Note that I'd generally expect that iwlist would error with 'no wireless extensions' due to the absence of WEXT, so the above is somewhat of a guess.

HTH & best ... khay

----------

## Pearlseattle

 *Quote:*   

> EDIT: Separate problems with WICD and network manager are preventing either software from helping.

 

Compliments - you reached 50%  :Very Happy: 

@khayyam

Sorry, I am not sure if I understood correctly:

what you wrote is related to the "client" SW, right? Not needed to make the wifi-NIC work through wicd or network mgr, right?

On my side, I would proceed as follows:

1) after being able to see the wifi-NIC with "ifconfig -a" and checking that it is not switched off with "rfkill list" I would fully focus on making "wicd" & "wicd-curses" work.

2) if "wicd-curses" does not show any access point, check the current wifi-module settings with "systool -m rt2800pci -av" and potentially change them to see if it makes things better.

----------

## Aiken

From my own playing both iwlist wlan0 scan and iw wlan0 scan work when wext is compiled into the kernel. Removing wext only iw wlan0 scan works. My experience says with wext wicd gets a list of ap and a kernel that does not have wext wicd does not get a list of ap.

iwlist without wext in the kernel gives the "Interface doesn't support scanning. " message.

In the past I had enough trouble with network manager I still refuse to use it so stay with wicd. I have kept wext compiled in.

----------

## khayyam

 *Pearlseattle wrote:*   

> @khayyam Sorry, I am not sure if I understood correctly: what you wrote is related to the "client" SW, right? Not needed to make the wifi-NIC work through wicd or network mgr, right?

 

Pearlseattle ... in the case of wicd and wireless-tools these use the now depreciated WEXT, they don't support NL80211, so CFG80211_WEXT (the WEXT compatibility layer) must be enabled in order to use them. NetworkManager on the other hand does use NL80211 directly, so CFG80211_WEXT is not needed. Anyhow, I read the above "separate problems" as meaning that these are not working for other reasons ... and was primarily responding to the error from 'iwlist'.

best ... khay

----------

## windex

 *khayyam wrote:*   

> 
> 
> ... scan using 'iw'
> 
> HTH & best ... khay

 

It worked!  Thanks to everyone for your help!  I'll go ahead and make a separate thread to work on network-manager!

Thanks!

----------

## Pearlseattle

 *khayyam wrote:*   

>  *Pearlseattle wrote:*   @khayyam Sorry, I am not sure if I understood correctly: what you wrote is related to the "client" SW, right?

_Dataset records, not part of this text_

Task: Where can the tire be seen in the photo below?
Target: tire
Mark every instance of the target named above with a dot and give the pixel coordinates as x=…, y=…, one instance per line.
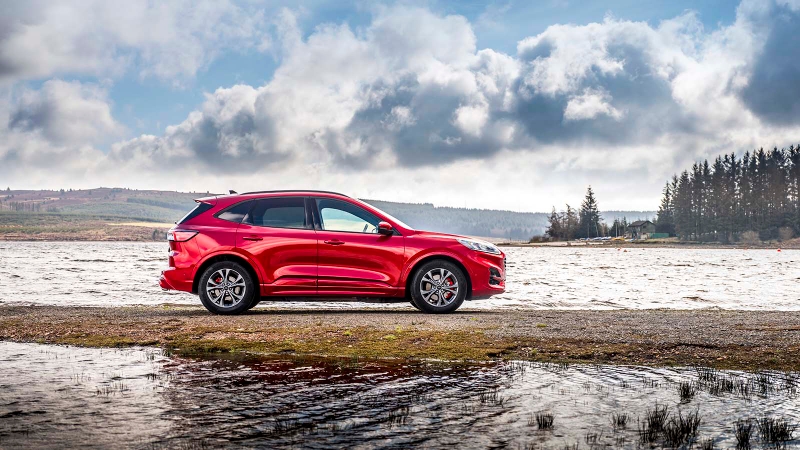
x=255, y=303
x=433, y=298
x=235, y=297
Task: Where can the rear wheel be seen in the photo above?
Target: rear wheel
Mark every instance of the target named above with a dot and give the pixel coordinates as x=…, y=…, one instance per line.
x=226, y=288
x=438, y=287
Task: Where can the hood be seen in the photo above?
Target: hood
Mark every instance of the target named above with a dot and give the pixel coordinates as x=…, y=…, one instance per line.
x=440, y=235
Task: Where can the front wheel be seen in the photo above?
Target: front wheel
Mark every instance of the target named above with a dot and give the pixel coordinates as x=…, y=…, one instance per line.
x=438, y=287
x=226, y=287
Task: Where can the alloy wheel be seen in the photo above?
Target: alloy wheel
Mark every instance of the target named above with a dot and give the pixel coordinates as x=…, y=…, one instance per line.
x=439, y=287
x=226, y=288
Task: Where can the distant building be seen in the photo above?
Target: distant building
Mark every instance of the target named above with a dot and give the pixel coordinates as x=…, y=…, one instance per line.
x=641, y=229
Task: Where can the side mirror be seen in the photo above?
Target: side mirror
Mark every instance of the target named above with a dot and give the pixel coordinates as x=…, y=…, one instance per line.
x=385, y=228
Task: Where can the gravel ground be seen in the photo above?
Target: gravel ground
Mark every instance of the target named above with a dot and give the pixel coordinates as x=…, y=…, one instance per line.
x=726, y=339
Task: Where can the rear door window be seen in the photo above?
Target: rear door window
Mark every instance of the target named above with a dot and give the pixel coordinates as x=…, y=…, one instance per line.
x=199, y=209
x=285, y=212
x=237, y=212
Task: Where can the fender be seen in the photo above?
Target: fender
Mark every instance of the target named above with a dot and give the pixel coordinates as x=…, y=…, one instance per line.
x=232, y=251
x=412, y=262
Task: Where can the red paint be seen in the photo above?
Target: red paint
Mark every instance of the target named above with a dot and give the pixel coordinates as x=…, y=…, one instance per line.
x=312, y=261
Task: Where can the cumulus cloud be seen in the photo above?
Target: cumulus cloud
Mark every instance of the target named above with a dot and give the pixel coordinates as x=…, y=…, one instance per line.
x=65, y=113
x=410, y=95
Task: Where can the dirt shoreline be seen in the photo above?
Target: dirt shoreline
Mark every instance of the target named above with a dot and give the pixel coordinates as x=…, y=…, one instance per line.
x=744, y=340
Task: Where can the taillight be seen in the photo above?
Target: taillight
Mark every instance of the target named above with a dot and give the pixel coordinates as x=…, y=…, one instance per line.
x=180, y=235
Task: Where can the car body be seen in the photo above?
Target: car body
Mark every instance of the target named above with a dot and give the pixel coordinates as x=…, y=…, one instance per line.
x=300, y=244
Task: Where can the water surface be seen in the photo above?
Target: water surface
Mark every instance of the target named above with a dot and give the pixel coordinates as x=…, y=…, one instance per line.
x=55, y=396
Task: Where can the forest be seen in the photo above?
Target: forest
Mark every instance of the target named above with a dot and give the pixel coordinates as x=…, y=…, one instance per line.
x=586, y=221
x=754, y=197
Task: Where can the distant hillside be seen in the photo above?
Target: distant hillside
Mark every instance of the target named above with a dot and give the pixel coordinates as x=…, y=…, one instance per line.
x=160, y=206
x=473, y=222
x=169, y=206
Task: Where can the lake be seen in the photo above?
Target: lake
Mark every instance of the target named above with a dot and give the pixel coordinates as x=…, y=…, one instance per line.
x=142, y=398
x=119, y=273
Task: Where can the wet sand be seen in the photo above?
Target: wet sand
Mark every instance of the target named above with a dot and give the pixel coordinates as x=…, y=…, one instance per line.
x=746, y=340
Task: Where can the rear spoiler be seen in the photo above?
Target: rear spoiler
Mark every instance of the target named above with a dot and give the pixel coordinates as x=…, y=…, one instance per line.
x=208, y=200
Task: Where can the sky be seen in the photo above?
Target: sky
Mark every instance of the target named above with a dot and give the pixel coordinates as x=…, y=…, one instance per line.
x=504, y=105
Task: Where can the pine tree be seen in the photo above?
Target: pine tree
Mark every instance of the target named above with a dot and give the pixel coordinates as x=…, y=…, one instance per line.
x=665, y=221
x=589, y=216
x=554, y=229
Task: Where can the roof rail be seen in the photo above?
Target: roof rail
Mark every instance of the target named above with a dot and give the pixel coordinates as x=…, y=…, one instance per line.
x=296, y=190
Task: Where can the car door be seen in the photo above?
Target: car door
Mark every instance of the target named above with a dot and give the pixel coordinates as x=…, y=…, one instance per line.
x=353, y=258
x=279, y=235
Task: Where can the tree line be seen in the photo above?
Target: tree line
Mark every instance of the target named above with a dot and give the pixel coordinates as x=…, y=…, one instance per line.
x=585, y=222
x=755, y=197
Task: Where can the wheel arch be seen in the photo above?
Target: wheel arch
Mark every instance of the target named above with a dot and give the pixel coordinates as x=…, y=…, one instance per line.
x=225, y=257
x=428, y=258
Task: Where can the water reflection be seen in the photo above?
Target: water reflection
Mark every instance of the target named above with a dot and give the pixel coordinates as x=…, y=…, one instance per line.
x=140, y=398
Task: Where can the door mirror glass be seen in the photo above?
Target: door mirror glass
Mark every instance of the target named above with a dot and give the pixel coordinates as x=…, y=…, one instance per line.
x=385, y=228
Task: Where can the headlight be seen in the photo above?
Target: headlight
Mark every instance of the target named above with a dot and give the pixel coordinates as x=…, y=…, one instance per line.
x=479, y=246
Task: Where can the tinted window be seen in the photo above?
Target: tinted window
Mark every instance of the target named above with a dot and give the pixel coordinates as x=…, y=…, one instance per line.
x=199, y=209
x=279, y=213
x=236, y=212
x=337, y=215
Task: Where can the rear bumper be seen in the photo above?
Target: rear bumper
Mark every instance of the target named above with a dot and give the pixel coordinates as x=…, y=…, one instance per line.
x=175, y=280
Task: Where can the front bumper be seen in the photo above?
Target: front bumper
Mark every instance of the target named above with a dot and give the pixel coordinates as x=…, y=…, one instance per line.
x=487, y=275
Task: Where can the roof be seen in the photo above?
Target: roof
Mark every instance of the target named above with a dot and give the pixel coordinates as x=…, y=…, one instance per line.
x=294, y=191
x=212, y=199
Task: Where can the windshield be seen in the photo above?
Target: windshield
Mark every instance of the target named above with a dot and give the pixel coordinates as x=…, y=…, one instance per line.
x=388, y=216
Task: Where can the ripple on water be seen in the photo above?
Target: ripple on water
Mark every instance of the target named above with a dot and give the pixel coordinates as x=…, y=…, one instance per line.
x=141, y=398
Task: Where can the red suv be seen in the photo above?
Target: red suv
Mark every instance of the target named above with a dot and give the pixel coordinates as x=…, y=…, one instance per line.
x=236, y=250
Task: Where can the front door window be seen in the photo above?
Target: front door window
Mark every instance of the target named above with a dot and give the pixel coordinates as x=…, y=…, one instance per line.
x=337, y=215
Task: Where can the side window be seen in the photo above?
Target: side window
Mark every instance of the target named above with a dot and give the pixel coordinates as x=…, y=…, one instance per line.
x=199, y=209
x=236, y=212
x=287, y=212
x=337, y=215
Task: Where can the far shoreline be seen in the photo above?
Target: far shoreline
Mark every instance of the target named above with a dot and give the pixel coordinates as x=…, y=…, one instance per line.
x=736, y=340
x=789, y=245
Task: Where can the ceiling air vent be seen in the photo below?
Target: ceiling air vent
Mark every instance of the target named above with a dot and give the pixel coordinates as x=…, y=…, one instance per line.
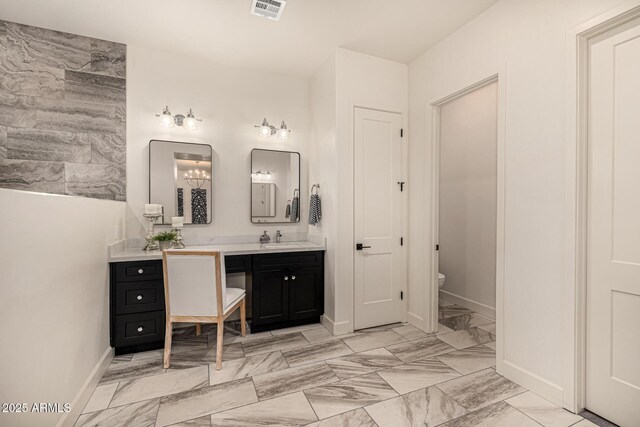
x=271, y=9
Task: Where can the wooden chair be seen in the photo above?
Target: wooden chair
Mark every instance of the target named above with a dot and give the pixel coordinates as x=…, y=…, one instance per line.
x=195, y=290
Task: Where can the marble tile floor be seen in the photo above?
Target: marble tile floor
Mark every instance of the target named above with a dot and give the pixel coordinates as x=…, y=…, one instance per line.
x=392, y=375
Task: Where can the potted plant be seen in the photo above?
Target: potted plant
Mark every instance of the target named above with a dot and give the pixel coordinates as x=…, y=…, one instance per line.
x=165, y=239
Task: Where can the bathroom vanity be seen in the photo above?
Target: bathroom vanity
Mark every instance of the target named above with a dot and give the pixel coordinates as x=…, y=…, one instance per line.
x=285, y=283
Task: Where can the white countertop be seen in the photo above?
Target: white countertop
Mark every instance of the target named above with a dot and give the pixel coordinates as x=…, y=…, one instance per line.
x=120, y=254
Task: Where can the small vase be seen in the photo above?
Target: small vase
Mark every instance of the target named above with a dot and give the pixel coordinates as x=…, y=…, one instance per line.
x=165, y=244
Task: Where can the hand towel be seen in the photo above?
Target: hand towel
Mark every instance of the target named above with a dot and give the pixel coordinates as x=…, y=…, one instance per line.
x=295, y=208
x=315, y=209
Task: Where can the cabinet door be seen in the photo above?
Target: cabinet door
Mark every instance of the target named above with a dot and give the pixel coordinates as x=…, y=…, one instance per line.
x=306, y=293
x=270, y=297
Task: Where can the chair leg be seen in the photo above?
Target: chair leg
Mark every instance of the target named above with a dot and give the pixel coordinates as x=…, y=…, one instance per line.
x=219, y=344
x=167, y=344
x=243, y=318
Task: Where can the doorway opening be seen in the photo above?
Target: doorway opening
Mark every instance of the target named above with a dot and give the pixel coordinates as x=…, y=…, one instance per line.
x=465, y=214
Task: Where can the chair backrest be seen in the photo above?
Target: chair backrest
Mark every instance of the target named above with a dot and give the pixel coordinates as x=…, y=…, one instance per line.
x=194, y=282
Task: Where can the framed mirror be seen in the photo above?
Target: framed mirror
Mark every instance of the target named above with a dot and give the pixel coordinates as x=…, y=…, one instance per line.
x=180, y=180
x=275, y=186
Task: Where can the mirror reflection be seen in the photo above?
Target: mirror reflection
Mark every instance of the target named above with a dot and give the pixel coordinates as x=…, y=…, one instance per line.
x=180, y=180
x=275, y=186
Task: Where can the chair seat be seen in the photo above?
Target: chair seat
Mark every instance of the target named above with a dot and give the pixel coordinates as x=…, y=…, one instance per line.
x=234, y=295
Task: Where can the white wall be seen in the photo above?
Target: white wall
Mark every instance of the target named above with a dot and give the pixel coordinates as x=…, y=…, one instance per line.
x=528, y=39
x=54, y=299
x=230, y=101
x=467, y=198
x=364, y=81
x=323, y=170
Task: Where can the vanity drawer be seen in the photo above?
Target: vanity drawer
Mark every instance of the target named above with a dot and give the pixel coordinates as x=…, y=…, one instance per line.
x=140, y=328
x=137, y=297
x=139, y=270
x=237, y=263
x=287, y=260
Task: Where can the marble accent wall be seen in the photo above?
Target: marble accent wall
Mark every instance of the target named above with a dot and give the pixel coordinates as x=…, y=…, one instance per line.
x=62, y=113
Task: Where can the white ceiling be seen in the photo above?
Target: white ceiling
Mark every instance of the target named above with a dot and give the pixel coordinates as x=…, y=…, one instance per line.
x=224, y=32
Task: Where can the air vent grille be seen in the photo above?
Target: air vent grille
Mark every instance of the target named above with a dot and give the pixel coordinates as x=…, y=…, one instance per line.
x=271, y=9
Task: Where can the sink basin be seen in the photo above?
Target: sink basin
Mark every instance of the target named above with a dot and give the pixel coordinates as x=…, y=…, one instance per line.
x=284, y=245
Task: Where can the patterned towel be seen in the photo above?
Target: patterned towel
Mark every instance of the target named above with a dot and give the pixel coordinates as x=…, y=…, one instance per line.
x=295, y=209
x=315, y=209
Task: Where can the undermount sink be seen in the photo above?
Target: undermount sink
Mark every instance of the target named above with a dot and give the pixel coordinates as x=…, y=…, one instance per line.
x=283, y=245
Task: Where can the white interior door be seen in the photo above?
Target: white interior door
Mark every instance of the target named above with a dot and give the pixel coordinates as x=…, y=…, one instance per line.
x=378, y=218
x=613, y=270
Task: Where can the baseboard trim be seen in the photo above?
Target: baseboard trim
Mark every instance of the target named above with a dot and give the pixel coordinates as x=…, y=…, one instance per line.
x=336, y=328
x=83, y=396
x=546, y=389
x=476, y=306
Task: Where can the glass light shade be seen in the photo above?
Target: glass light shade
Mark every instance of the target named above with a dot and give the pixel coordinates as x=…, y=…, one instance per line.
x=166, y=120
x=283, y=133
x=265, y=131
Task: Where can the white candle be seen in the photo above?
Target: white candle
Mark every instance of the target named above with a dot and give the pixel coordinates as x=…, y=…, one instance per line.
x=177, y=221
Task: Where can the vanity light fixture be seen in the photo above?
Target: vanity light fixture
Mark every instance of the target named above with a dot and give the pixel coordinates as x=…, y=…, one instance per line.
x=167, y=120
x=267, y=130
x=261, y=175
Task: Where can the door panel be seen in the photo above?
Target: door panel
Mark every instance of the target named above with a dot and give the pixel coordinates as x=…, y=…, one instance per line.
x=378, y=218
x=613, y=234
x=270, y=297
x=305, y=289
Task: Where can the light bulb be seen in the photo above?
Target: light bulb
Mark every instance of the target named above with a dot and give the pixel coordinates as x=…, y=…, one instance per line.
x=265, y=129
x=283, y=132
x=166, y=119
x=190, y=121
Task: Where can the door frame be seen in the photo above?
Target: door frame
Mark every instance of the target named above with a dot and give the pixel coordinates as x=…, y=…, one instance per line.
x=433, y=135
x=404, y=216
x=574, y=351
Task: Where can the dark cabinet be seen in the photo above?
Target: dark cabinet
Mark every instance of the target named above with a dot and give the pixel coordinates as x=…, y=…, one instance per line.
x=287, y=290
x=306, y=293
x=270, y=302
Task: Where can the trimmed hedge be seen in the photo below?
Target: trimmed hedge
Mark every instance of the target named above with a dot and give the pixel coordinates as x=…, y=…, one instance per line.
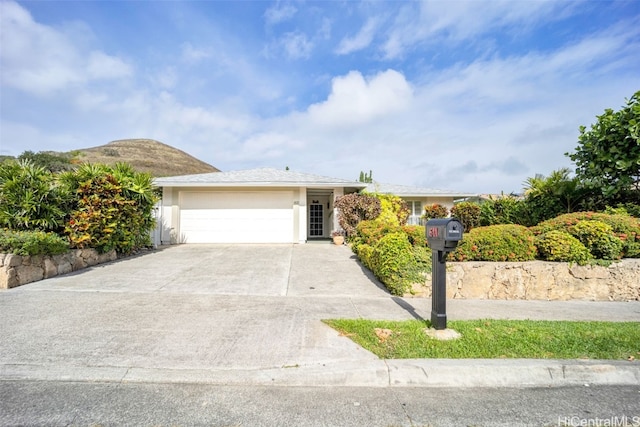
x=32, y=243
x=398, y=256
x=626, y=228
x=598, y=237
x=503, y=242
x=393, y=263
x=558, y=245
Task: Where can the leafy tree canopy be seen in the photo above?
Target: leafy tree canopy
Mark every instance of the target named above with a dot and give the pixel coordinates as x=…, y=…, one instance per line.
x=608, y=154
x=52, y=161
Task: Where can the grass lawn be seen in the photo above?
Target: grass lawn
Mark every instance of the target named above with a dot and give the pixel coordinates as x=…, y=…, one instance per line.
x=488, y=339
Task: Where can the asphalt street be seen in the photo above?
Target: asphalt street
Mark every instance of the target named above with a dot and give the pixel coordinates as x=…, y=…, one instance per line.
x=232, y=335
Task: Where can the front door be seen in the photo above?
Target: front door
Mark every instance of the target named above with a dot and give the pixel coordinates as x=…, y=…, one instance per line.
x=316, y=220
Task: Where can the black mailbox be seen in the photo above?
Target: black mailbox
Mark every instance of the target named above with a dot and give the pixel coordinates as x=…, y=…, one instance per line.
x=443, y=234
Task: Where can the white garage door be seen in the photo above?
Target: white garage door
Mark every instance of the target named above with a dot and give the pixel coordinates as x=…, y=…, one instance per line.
x=236, y=217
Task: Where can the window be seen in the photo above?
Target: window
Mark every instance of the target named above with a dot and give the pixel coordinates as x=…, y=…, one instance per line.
x=415, y=212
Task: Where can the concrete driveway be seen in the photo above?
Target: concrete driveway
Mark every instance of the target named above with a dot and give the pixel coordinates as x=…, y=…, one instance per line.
x=239, y=314
x=267, y=270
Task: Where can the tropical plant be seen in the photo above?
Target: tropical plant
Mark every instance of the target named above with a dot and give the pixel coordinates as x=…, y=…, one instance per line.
x=504, y=210
x=608, y=155
x=503, y=242
x=558, y=245
x=114, y=209
x=32, y=242
x=468, y=213
x=548, y=197
x=30, y=197
x=435, y=210
x=393, y=209
x=356, y=207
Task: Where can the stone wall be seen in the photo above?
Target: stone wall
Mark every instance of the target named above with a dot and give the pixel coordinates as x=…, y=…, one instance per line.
x=540, y=280
x=16, y=270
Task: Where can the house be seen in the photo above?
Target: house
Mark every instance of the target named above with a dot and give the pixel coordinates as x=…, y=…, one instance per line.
x=265, y=206
x=249, y=206
x=417, y=198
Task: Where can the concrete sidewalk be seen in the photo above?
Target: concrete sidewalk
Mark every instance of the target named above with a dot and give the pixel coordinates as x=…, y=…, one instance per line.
x=251, y=314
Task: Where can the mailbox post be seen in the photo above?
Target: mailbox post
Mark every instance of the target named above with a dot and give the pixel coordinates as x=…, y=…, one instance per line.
x=443, y=235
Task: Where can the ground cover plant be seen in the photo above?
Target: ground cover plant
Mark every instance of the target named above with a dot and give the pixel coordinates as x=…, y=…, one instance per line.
x=486, y=339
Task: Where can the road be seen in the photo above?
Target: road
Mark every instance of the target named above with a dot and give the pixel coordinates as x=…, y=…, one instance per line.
x=57, y=403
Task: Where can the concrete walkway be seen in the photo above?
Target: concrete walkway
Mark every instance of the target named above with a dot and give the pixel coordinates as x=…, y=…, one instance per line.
x=251, y=314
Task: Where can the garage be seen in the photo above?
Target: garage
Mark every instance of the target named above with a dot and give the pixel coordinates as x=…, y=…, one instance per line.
x=236, y=217
x=262, y=205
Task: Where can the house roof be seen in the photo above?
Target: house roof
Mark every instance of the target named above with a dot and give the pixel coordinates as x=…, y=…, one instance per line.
x=262, y=177
x=409, y=191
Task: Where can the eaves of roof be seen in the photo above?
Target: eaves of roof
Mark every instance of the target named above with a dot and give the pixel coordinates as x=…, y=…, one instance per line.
x=409, y=191
x=263, y=177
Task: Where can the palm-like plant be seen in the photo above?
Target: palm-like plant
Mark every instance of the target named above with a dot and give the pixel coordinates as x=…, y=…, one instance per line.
x=30, y=198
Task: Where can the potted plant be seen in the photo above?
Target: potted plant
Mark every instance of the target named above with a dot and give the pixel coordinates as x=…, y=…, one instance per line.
x=338, y=237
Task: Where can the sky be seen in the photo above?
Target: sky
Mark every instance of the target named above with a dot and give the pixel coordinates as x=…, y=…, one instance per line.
x=470, y=96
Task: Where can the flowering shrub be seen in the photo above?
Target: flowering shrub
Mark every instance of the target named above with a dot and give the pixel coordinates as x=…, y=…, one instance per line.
x=32, y=243
x=435, y=210
x=356, y=207
x=468, y=213
x=557, y=245
x=598, y=238
x=624, y=227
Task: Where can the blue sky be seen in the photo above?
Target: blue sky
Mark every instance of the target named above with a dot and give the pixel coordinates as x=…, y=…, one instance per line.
x=473, y=96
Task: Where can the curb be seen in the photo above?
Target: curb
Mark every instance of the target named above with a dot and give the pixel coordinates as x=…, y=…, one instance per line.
x=378, y=373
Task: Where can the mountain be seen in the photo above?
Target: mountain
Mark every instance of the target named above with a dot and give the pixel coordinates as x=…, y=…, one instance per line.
x=145, y=155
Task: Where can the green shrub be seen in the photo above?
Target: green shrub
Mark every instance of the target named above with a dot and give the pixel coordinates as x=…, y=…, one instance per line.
x=393, y=262
x=468, y=213
x=393, y=209
x=416, y=235
x=598, y=237
x=356, y=207
x=113, y=210
x=435, y=210
x=557, y=245
x=625, y=227
x=504, y=210
x=32, y=243
x=30, y=198
x=369, y=232
x=505, y=242
x=364, y=253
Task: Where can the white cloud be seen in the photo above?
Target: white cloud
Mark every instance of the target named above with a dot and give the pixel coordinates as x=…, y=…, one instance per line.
x=354, y=100
x=102, y=66
x=434, y=21
x=296, y=45
x=361, y=40
x=192, y=55
x=40, y=60
x=279, y=13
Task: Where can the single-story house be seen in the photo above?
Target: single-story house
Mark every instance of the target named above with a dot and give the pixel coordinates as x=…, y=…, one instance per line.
x=419, y=197
x=258, y=206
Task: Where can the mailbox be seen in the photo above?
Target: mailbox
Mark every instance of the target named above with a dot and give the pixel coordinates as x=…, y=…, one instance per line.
x=443, y=234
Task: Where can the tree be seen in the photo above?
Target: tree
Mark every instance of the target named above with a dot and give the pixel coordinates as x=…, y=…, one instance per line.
x=114, y=207
x=366, y=178
x=52, y=161
x=356, y=207
x=548, y=197
x=30, y=198
x=608, y=155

Not needed to make the wifi-NIC work through wicd or network mgr, right? 
> 
> Pearlseattle ... in the case of wicd and wireless-tools these use the now depreciated WEXT, they don't support NL80211, so CFG80211_WEXT (the WEXT compatibility layer) must be enabled in order to use them. NetworkManager on the other hand does use NL80211 directly, so CFG80211_WEXT is not needed. Anyhow, I read the above "separate problems" as meaning that these are not working for other reasons ... and was primarily responding to the error from 'iwlist'.
> 
> best ... khay

 

Got it - thanks a lot  :Smile: 

And I just checked and I do have "CFG80211_WEXT" enabled - just pure luck.

----------